= Work release =

Allowing inmates time out of jail to work

Work release programs allow selected individuals who have been sentenced to spend time in jails, prisons, and halfway houses to work at jobs in the community. These individuals generally return to more supervised settings after work hours. Countries routinely using work release programs include the United States, Canada, the United Kingdom, Australia, New Zealand, France, Portugal, India, Thailand, and Indonesia.

Due to its unusually large prison population and widespread use of work release programs, the United States has the highest number of inmates participating in work release. In recent years, work release is one of the programs that both state and federal prisons have used to deal with prison overcrowding.

== Work release in the US ==
The program began in Wisconsin’s jails in 1913 and was authorized under the "Huber Law", named after the author of the legislation Henry Huber. This legislation allowed jail inmates to leave jail for work, job searching, education or childcare/family care purposes. The law made those receiving wages responsible for room and board, court ordered support for the dependents, payment of other legal obligations and work-related expenditure such as transportation. Any earnings remaining after these costs are given to the inmate on release.

While release under the Huber law began in 1913, the term work release only began to appear in the 1950s and seems to have been coined by Harvey Long in 1952. In 1957, North Carolina established a statewide “work release” program in its prisons for both misdemeanants and felons and California established a county option work release program for misdemeanants in jails the same year. These programs like Wisconsin’s Huber Law programs had goals related to reintegration, family support and lowering the costs of incarceration. The Prison Rehabilitation Act of 1965 established a work release program in the Federal prison system with the specific goal of rehabilitating inmates.
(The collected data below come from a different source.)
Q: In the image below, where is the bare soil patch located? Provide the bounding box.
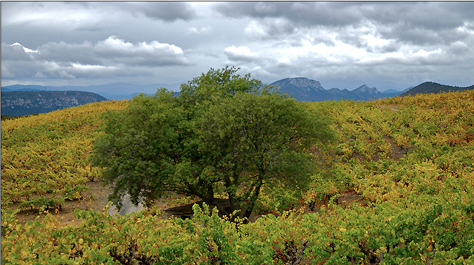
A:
[12,180,112,226]
[12,181,189,226]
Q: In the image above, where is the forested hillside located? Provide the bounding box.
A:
[2,90,474,264]
[400,81,474,97]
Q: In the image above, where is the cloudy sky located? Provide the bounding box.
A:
[2,2,474,93]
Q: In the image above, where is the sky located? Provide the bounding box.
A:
[2,1,474,93]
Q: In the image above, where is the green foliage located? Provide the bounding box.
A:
[92,90,184,208]
[3,77,474,264]
[2,200,474,264]
[93,66,334,219]
[18,197,65,213]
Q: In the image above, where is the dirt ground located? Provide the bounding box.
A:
[12,180,192,227]
[12,179,365,227]
[12,180,113,226]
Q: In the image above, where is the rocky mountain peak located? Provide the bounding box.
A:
[272,77,324,92]
[287,77,321,88]
[270,77,388,101]
[354,84,379,94]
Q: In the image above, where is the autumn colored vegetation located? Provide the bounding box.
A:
[2,78,474,264]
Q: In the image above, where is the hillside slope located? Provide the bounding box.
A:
[2,91,474,264]
[1,100,128,223]
[1,90,107,117]
[400,81,474,96]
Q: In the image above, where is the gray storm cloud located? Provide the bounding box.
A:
[213,2,474,49]
[2,37,189,81]
[1,2,473,89]
[130,2,197,22]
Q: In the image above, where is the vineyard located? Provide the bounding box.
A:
[2,90,474,264]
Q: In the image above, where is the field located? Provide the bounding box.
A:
[2,90,474,264]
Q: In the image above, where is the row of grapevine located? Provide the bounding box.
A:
[1,100,128,211]
[2,197,473,264]
[2,90,474,264]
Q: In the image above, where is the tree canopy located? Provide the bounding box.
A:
[93,66,334,220]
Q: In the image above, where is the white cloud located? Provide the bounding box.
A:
[71,63,118,71]
[11,42,38,53]
[3,2,105,31]
[2,43,35,61]
[413,48,442,58]
[277,56,291,67]
[2,37,189,83]
[224,45,258,62]
[244,21,268,39]
[362,34,390,49]
[97,36,135,50]
[94,36,187,66]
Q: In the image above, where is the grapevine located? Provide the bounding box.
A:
[2,91,474,264]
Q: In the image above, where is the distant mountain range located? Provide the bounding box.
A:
[270,77,399,101]
[1,83,177,100]
[3,79,473,117]
[3,79,400,102]
[1,85,47,92]
[400,82,474,97]
[1,91,107,117]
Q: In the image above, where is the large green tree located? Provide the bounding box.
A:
[93,67,333,219]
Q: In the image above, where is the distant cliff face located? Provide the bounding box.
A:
[273,77,325,92]
[270,77,385,102]
[270,77,327,101]
[1,91,107,116]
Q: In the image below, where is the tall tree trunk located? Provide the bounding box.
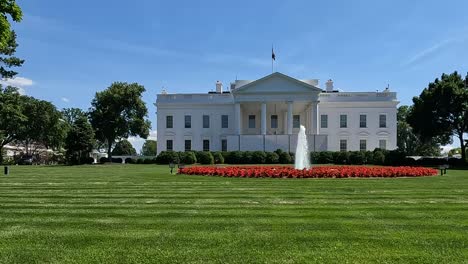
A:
[459,133,466,164]
[107,142,112,162]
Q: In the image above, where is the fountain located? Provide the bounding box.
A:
[295,125,311,170]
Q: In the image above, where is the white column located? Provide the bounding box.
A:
[261,102,267,135]
[314,101,319,134]
[235,103,241,135]
[287,101,293,135]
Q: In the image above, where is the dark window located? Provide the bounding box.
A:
[379,139,387,150]
[221,115,228,128]
[203,140,210,151]
[166,140,173,151]
[184,115,191,128]
[248,115,255,128]
[360,114,367,128]
[340,139,347,152]
[184,140,191,151]
[166,116,173,128]
[293,115,300,128]
[221,139,227,151]
[203,115,210,128]
[379,114,386,128]
[360,139,367,151]
[320,114,328,128]
[340,115,347,128]
[271,115,278,128]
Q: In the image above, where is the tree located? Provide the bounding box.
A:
[19,96,67,154]
[89,82,151,160]
[64,113,95,165]
[0,1,24,78]
[62,108,88,126]
[397,105,440,156]
[408,71,468,162]
[112,139,136,156]
[141,140,157,156]
[0,85,25,162]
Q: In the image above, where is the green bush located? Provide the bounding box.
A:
[349,151,365,165]
[318,151,334,164]
[384,150,406,166]
[212,152,224,164]
[372,150,385,165]
[179,151,197,164]
[155,151,180,164]
[364,151,374,164]
[335,151,350,164]
[241,151,254,164]
[252,151,267,164]
[226,151,243,164]
[279,152,292,164]
[310,152,320,163]
[143,158,153,164]
[136,158,144,164]
[265,152,279,164]
[197,151,214,165]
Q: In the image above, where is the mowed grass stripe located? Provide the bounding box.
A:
[0,165,467,263]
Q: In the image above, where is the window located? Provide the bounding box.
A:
[184,140,191,151]
[379,139,387,150]
[203,115,210,128]
[360,139,367,151]
[166,140,173,151]
[360,114,367,128]
[184,115,191,128]
[271,115,278,128]
[320,114,328,128]
[166,116,173,128]
[221,139,227,151]
[248,115,256,128]
[203,140,210,151]
[293,115,300,128]
[340,139,347,152]
[221,115,228,128]
[340,115,347,128]
[379,114,387,128]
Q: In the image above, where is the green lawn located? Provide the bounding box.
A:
[0,165,467,263]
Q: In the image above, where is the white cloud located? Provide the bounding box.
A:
[402,39,453,67]
[61,97,70,103]
[440,144,455,154]
[0,77,34,95]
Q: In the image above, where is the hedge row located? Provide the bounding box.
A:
[154,149,464,166]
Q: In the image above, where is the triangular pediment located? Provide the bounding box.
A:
[233,72,322,94]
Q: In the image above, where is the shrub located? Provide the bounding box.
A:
[179,151,197,164]
[111,158,123,163]
[335,151,350,164]
[212,152,224,164]
[349,151,365,165]
[197,151,214,165]
[99,157,109,164]
[156,151,180,164]
[136,158,144,164]
[265,152,279,164]
[372,151,385,165]
[317,151,334,164]
[84,157,95,164]
[279,152,292,164]
[226,151,243,164]
[125,158,136,164]
[143,158,153,164]
[241,151,254,164]
[252,151,267,164]
[385,150,406,166]
[364,151,374,164]
[310,152,320,164]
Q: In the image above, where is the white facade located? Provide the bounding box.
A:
[156,72,398,154]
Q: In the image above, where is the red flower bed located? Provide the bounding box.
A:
[178,166,438,178]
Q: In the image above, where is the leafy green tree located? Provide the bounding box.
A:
[62,108,88,126]
[64,113,95,165]
[0,1,24,78]
[397,105,440,156]
[89,82,150,160]
[141,140,157,156]
[19,96,67,154]
[408,71,468,162]
[112,139,136,156]
[0,85,25,162]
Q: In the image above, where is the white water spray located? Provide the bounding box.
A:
[295,125,311,170]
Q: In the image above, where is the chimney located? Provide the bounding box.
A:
[216,81,223,93]
[326,79,334,92]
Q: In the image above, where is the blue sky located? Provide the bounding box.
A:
[7,0,468,151]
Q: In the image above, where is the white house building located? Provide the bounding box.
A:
[156,72,398,154]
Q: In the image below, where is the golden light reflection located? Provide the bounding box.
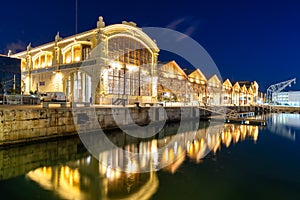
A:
[27,166,84,200]
[26,124,259,200]
[97,124,259,177]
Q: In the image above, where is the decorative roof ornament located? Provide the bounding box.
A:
[7,50,12,57]
[26,43,31,52]
[122,21,137,27]
[55,32,62,42]
[97,16,105,28]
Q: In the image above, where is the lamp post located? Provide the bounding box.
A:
[138,65,141,96]
[13,74,16,91]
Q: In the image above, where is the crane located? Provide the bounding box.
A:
[267,78,296,103]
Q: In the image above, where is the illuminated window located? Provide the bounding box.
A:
[108,36,152,66]
[34,59,39,68]
[40,55,46,67]
[65,50,72,64]
[32,52,53,69]
[73,46,81,62]
[105,37,153,96]
[63,44,91,64]
[46,54,52,66]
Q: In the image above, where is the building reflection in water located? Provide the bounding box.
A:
[26,123,259,200]
[27,166,83,199]
[266,113,297,141]
[26,156,158,200]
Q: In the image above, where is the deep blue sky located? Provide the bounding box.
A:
[1,0,300,91]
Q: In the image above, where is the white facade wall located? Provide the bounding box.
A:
[275,91,300,106]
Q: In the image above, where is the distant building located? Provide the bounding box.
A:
[272,91,300,106]
[224,81,259,106]
[0,55,21,94]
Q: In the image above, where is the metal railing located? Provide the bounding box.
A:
[1,95,40,105]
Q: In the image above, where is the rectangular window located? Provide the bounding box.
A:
[34,59,39,69]
[41,55,46,67]
[73,46,81,62]
[65,50,72,64]
[39,81,45,86]
[82,46,91,60]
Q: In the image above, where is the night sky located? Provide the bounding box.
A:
[1,0,300,91]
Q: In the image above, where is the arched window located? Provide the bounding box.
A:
[32,51,53,69]
[108,36,153,66]
[65,71,92,102]
[62,42,92,64]
[104,36,153,96]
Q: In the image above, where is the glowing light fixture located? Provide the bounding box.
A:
[75,56,81,62]
[55,71,62,83]
[110,61,122,70]
[127,64,138,72]
[66,57,71,64]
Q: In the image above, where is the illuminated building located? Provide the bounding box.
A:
[157,61,189,102]
[186,68,207,104]
[12,17,159,104]
[236,81,259,105]
[272,91,300,106]
[10,16,260,106]
[222,79,233,105]
[207,75,222,105]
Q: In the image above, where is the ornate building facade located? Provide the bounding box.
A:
[13,17,159,104]
[11,16,259,106]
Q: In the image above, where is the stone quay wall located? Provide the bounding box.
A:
[0,106,254,146]
[0,106,210,146]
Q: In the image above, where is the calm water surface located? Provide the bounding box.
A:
[0,113,299,200]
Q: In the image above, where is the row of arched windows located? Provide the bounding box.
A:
[32,52,53,69]
[62,43,91,64]
[22,36,154,72]
[22,42,93,71]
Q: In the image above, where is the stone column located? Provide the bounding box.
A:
[71,73,74,101]
[93,24,107,104]
[151,53,159,102]
[81,71,85,102]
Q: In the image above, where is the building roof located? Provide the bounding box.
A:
[183,69,195,76]
[234,81,259,88]
[187,69,207,81]
[223,79,232,87]
[208,74,222,84]
[158,60,187,78]
[12,17,159,59]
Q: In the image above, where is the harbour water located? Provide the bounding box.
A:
[0,113,299,200]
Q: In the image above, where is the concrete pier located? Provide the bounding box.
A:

By 2009, work release programs were large, diverse and widespread. Programs existed in all 50 states and were available to those in state prison, local jails and halfway houses. The programs are of varying quality and have multiple and diverse goals. At their origin in Wisconsin, the main goals were to continue employment, family support, and meet other obligations such as child care.  North Carolina’s program, one of the largest and oldest, has the goals of addressing critical “labor shortages” and providing inmates the opportunity to support their families and reduce the economic cost of imprisonment.

Decreasing criminal involvement (recidivism) only became an explicit goal of work release programs during the reform era of the 1960s. Beginning in the 1970s, the US Department of Justice funded many evaluations designed to see if work release decreased recidivism. A 2025 review of this now quite large literature, concluded that there is no consistent evidence that participation in work release programs reduces recidivism. However, there is evidence that work release programs can improve employment outcomes and do reduce incarceration costs.

== Realistic expectations for work release ==
As noted above, work release programs have many goals, some realistic and some asking a lot from often poorly funded programs usually carried out in less than ideal settings. At a minimum, work release programs are cost beneficial from society's point of view because they reduce the costs of incarceration. They can also benefit participants because they ease participants post release adjustment, provide support for families and can improve labor market outcomes. In general, these programs probably do not impact recidivism and probably should not be expected to.